隨著時間如白駒過隙般流逝,盾牌猶如貪婪的巨獸,瘋狂地吞噬著神族血液,然而,令人詫異的是,石棺之上的金色拉扯力卻如惡魔的觸手,愈發強大。
這一現象,讓柳隨風如墜雲霧,百思不得其解。
按理來說,盾牌在吸收了神子後裔的鮮血後,其上的靈力應當如洶湧的洪流般愈發強大,可為何會出現如此狀況?
苦思冥想間,柳隨風突然捕捉到一個細微的細節。
“為何眾神是先虔誠叩拜先祖,再將鮮血滴於盾牌之上呢?”
“眾神叩拜之時,他們身上飄飛而出的金色靈力又究竟是何物呢?”疑惑猶如迷霧,縈繞在柳隨風心頭。
但就目前的情形而言,他確實難以發現更多的端倪,隻能默默等待滴血儀式的完成。
兩萬多神族依次滴血,這一過程漫長而艱辛,仿佛時間都在這一刻凝固。
也不知過了多久,滴血儀式終於落下帷幕。
“柳隨風,你上前一步!”正當柳隨風全神貫注地凝視著石棺和盾牌的微妙變化時,王開口了。
“好!”柳隨風應了一聲,旋即邁步走到王的身旁,也就是石棺麵前。
“王,有何事需要我協助嗎?”柳隨風問道。
“柳隨風,你既是預言之人,那你便上前一觀吧,興許你能有所發現呢?”王微笑著說道。
“好!”話畢,柳隨風的目光直接落在了石棺之上。
石棺宛如一件精美的藝術品,由特殊的石頭精心雕琢而成,其上繪製著各種絢麗多彩的圖案,其中最為耀眼的當屬那輪光芒萬丈的太陽。
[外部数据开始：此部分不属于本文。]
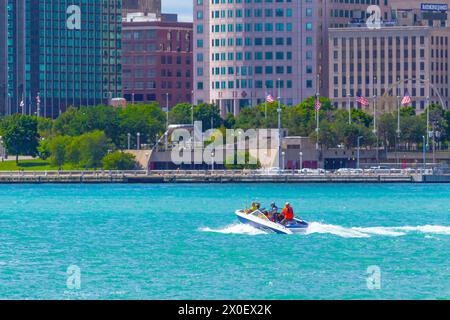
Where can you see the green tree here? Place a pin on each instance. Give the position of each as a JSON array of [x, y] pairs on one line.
[[45, 127], [231, 162], [207, 113], [119, 161], [93, 146], [20, 135], [44, 149]]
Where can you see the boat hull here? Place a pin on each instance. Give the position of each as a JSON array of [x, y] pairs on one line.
[[269, 226]]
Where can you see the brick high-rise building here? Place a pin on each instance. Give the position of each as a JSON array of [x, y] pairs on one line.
[[144, 6], [157, 61]]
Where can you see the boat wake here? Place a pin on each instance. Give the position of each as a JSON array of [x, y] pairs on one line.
[[340, 231], [236, 229]]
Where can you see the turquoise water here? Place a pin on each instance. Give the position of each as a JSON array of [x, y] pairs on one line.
[[183, 242]]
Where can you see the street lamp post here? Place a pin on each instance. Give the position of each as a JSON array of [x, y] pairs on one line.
[[424, 154], [279, 122], [138, 141], [428, 122], [358, 163], [375, 125], [167, 120]]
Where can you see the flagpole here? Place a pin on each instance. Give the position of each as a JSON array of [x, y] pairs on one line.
[[317, 113], [349, 109], [428, 122]]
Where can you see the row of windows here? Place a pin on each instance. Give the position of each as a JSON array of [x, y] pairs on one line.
[[140, 85], [250, 84], [238, 42], [256, 27], [257, 13]]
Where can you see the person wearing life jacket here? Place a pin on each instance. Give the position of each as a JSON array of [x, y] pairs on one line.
[[287, 213], [273, 213]]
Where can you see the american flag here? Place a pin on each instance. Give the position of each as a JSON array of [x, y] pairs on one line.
[[269, 98], [362, 100], [406, 99], [318, 105]]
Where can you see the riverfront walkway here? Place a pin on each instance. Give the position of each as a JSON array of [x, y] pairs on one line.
[[222, 176]]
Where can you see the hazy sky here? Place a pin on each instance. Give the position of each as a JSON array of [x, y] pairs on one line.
[[182, 7]]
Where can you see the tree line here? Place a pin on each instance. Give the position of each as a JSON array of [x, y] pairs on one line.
[[95, 137]]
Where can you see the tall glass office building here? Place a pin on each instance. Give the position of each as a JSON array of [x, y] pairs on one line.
[[60, 53]]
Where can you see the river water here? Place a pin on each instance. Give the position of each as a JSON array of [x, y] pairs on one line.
[[366, 241]]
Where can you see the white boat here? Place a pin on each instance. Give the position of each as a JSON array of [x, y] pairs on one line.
[[259, 220]]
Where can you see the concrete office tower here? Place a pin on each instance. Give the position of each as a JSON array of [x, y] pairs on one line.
[[387, 63], [58, 54], [244, 50], [342, 14], [144, 6]]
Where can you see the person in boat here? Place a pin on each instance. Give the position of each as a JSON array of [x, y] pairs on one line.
[[273, 213], [287, 213], [255, 206]]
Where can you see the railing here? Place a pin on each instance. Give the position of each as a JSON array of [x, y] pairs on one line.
[[250, 173]]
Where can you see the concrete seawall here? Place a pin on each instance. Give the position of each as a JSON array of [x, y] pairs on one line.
[[206, 177]]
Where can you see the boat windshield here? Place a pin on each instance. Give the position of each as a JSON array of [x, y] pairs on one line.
[[259, 214]]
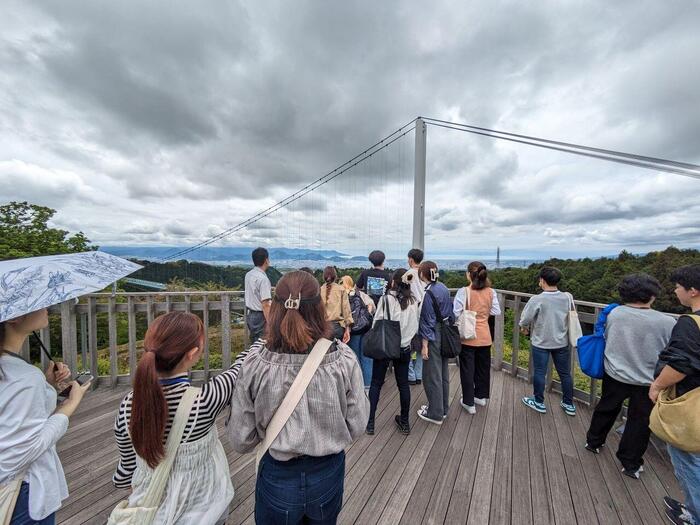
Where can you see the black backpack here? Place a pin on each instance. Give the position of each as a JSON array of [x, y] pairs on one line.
[[361, 318], [450, 343]]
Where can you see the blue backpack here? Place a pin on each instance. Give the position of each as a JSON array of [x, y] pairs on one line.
[[591, 348]]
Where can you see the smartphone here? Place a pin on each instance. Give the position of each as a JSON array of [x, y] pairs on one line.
[[81, 379]]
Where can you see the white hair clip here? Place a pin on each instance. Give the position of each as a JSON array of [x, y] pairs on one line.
[[291, 303]]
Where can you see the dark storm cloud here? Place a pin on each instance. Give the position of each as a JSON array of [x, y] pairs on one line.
[[206, 102]]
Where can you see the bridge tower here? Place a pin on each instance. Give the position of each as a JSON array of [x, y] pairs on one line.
[[419, 186]]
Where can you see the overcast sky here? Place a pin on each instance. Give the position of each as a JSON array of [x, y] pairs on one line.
[[161, 123]]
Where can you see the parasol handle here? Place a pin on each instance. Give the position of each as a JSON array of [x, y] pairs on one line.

除此之外,便再無其他特彆之處。
“王,我能否一窺石棺中你們父神的神骨呢?”柳隨風小心翼翼地問道。
“開棺看骨?”王的臉上流露出一絲為難之色。
就在王準備征求眾神意見之際,神子金輝終於找到了向柳隨風發難的借口。
“大膽狂徒,父神神骨豈是你想看便能看的?”
“你竟敢妄圖驚擾父神的安寧,說,你究竟是何居心?”金輝怒發衝冠,咆哮道。
“不錯,父神的安寧豈容外族宵小肆意侵擾?”
“你莫非是覬覦父神的神骨?”一個神人大聲咆哮道。
“什麼?”
“這凡人之皇竟敢對父神神骨心懷不軌?真是膽大包天!”
“王,八大神將,我提議將這居心叵測的凡人速速拿下!”又一個族人高聲怒吼。
一時間,整個祭壇猶如炸開了鍋,喧鬨聲此起彼伏。
這次不等王發話,柳隨風自己挺身而出。
隻見他眼神冷若冰霜,緊接著聲如洪鐘地對眾神喊道“首先,你們的父神神骨於我而言,猶如雞肋,既不能助我實力更上一層樓,又不能讓我登上眾生靈之王的寶座,試問我圖它作甚?”
“我之所以想瞻仰你們父神的神骨,隻是想瞧瞧他在棺材中是否留下了什麼蛛絲馬跡,好讓我為你們解開被困這方天地的謎團。”
“既然你們覺得我此舉包藏禍心,那我走便是了。”
“實話實說,對我而言···你們被囚禁在此十年也好,百年也罷,哪怕永生永世都無法踏出這方天地,也與我毫無乾係,我又何必煞費苦心地幫你們排憂解難?”
“我之所以會出現在你們麵前,那是你們父神的預言,又非我的預言,所以……休要用你們那齷齪的思想來揣測我的品行。”柳隨風怒發衝冠地說完這番話,當真轉身欲走,不過他又被王給攔了下來。